The earliest recorded attempts to mark birds were made by Roman soldiers. One instance occurred during the Punic Wars: In 218 BC a crow was released by a besieged garrison (which suggests that this was an established practice). Quintus Fabius Pictor used a thread on the bird's leg to send a message back. In another instance, a knight interested in chariot races during the time of Pliny (AD 1) took crows to Volterra, 135 miles (217 km) away and released them with information on the race winners.
Falconers in the Middle Ages would fit plates on their falcons with seals of their owners.
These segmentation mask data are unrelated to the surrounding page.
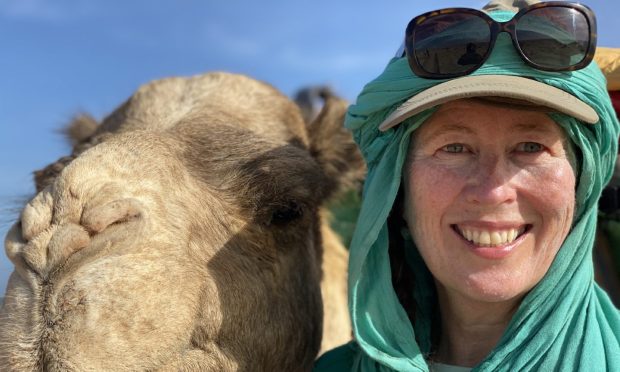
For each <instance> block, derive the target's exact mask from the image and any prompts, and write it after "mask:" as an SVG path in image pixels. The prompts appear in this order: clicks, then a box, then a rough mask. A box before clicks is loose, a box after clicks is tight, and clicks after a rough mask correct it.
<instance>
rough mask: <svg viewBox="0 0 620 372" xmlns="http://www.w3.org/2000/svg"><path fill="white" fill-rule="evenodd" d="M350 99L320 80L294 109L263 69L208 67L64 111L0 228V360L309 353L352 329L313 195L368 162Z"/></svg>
mask: <svg viewBox="0 0 620 372" xmlns="http://www.w3.org/2000/svg"><path fill="white" fill-rule="evenodd" d="M345 110H346V103H345V102H343V101H342V100H339V99H337V98H334V97H327V98H326V101H325V104H324V106H323V109H322V111H321V113H320V114H319V115H318V117H316V119H315V120H314V121H313V122H312V123H309V124H306V123H305V122H304V120H303V118H302V115H301V113H300V108H299V107H298V106H297V105H295V104H294V103H293V102H292V101H290V100H289V99H288V98H287V97H285V96H284V95H282V94H281V93H279V92H278V91H277V90H276V89H274V88H273V87H271V86H269V85H268V84H265V83H262V82H258V81H256V80H253V79H251V78H248V77H245V76H241V75H234V74H227V73H210V74H205V75H200V76H194V77H189V78H169V79H164V80H159V81H155V82H152V83H149V84H147V85H145V86H143V87H141V88H140V89H139V90H138V91H137V92H136V93H135V94H134V95H133V96H131V97H130V98H129V99H128V100H127V101H126V102H124V103H123V104H122V105H121V106H119V108H118V109H116V110H115V111H114V112H113V113H112V114H110V115H109V116H107V117H106V118H105V119H104V120H102V122H101V123H98V124H96V125H93V119H92V118H90V119H88V118H87V119H86V120H85V119H84V117H82V118H81V119H79V120H77V121H76V122H74V124H73V126H74V128H71V130H68V131H67V132H68V133H79V138H73V144H74V147H73V151H72V153H71V154H69V155H67V156H65V157H63V158H61V159H59V160H58V161H56V162H53V163H50V165H49V166H47V167H45V168H44V169H42V170H39V171H36V172H35V181H36V187H37V191H38V193H37V195H36V196H35V197H34V198H33V199H32V200H31V201H30V202H29V203H28V204H27V205H26V206H25V207H24V209H23V211H22V213H21V218H20V220H19V222H18V223H16V224H15V225H14V226H13V227H12V228H11V230H10V231H9V233H8V234H7V237H6V239H5V250H6V253H7V255H8V257H9V259H10V260H11V261H12V262H13V264H14V265H15V271H14V272H13V273H12V275H11V277H10V280H9V284H8V288H7V292H6V294H5V303H4V305H3V307H2V308H1V309H0V340H1V341H0V366H3V367H2V370H9V371H39V370H45V371H81V370H97V371H99V370H116V371H138V370H153V371H155V370H158V371H165V370H169V371H178V370H184V371H193V370H195V371H203V370H214V371H215V370H217V371H224V370H261V371H267V370H269V371H271V370H273V371H275V370H279V371H284V370H286V371H293V370H309V369H310V368H311V367H312V364H313V361H314V359H315V358H316V356H317V355H318V353H319V351H320V350H325V349H328V348H331V347H333V346H337V345H339V344H342V343H344V342H346V341H347V340H349V338H350V334H351V330H350V325H349V320H348V315H347V314H348V312H347V307H346V261H347V253H346V250H345V249H344V247H343V246H342V244H341V243H340V242H339V240H338V238H337V236H336V235H335V234H334V233H333V232H332V231H331V229H330V228H329V226H328V224H327V218H326V217H325V216H326V212H325V211H324V205H325V202H326V201H327V200H328V199H329V198H331V197H333V196H334V195H336V194H337V193H338V192H339V191H341V190H342V189H344V188H347V187H350V186H351V185H353V184H354V183H355V182H357V181H358V180H360V179H362V178H363V174H364V166H363V161H362V159H361V156H360V154H359V152H358V151H357V149H356V148H355V145H354V143H353V141H352V138H351V136H350V135H349V133H348V132H346V131H345V130H344V129H343V128H342V121H343V115H344V112H345ZM80 123H82V124H80ZM83 123H86V124H83ZM79 125H88V127H87V128H86V129H85V130H79V129H80V128H77V129H76V128H75V126H79ZM75 136H78V135H75ZM323 309H325V314H324V310H323Z"/></svg>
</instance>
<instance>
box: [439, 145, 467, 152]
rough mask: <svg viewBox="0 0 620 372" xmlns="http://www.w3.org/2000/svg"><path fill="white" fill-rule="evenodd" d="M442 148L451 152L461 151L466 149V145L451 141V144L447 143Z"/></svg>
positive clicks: (447, 150)
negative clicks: (463, 145) (465, 147)
mask: <svg viewBox="0 0 620 372" xmlns="http://www.w3.org/2000/svg"><path fill="white" fill-rule="evenodd" d="M442 150H443V151H445V152H450V153H455V154H456V153H461V152H464V151H465V146H463V145H462V144H460V143H451V144H449V145H446V146H444V147H442Z"/></svg>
From around 1560 or so, swans were marked with a swan mark, a nick on the bill.
Storks injured by arrows (termed as pfeilstorch in German) traceable to African tribes were found in Germany in 1822 and constituted some of the earliest evidence of long distance migration in European birds.
In North America John James Audubon and Ernest Thompson Seton were pioneers although their method of marking birds was different from modern ringing. In order to determine if the same bird would return to his farm, Audubon tied silver threads onto the legs of young eastern phoebes in 1803, while Seton marked snow buntings in Manitoba with ink in 1882. Ringing of birds for more extensive scientific purposes was started in 1899 by Hans Christian Cornelius Mortensen, a Danish schoolteacher, using aluminum rings on European starlings (Mortensen had tried using zinc rings as early as 1890 but found these were too heavy). The first banding scheme was established in Germany by Johannes Thienemann in 1903 at the Rossitten Bird Observatory on the Baltic Coast of East Prussia. This was followed by Hungary in 1908, Great Britain in 1909 (by Arthur Landsborough Thomson in Aberdeen and Harry Witherby in England), Yugoslavia in 1910 and the Scandinavian countries between 1911 and 1914.Paul Bartsch of the Smithsonian Institution is credited with the first modern banding in the U.S.: he banded 23 black-crowned night herons in 1902.Leon J. Cole of the University of Wisconsin founded the American Bird Banding Association in 1909; this organization oversaw banding until the establishment of federal programs in the U.S. (1920) and Canada (1923) pursuant to the Migratory Bird Treaty of 1918.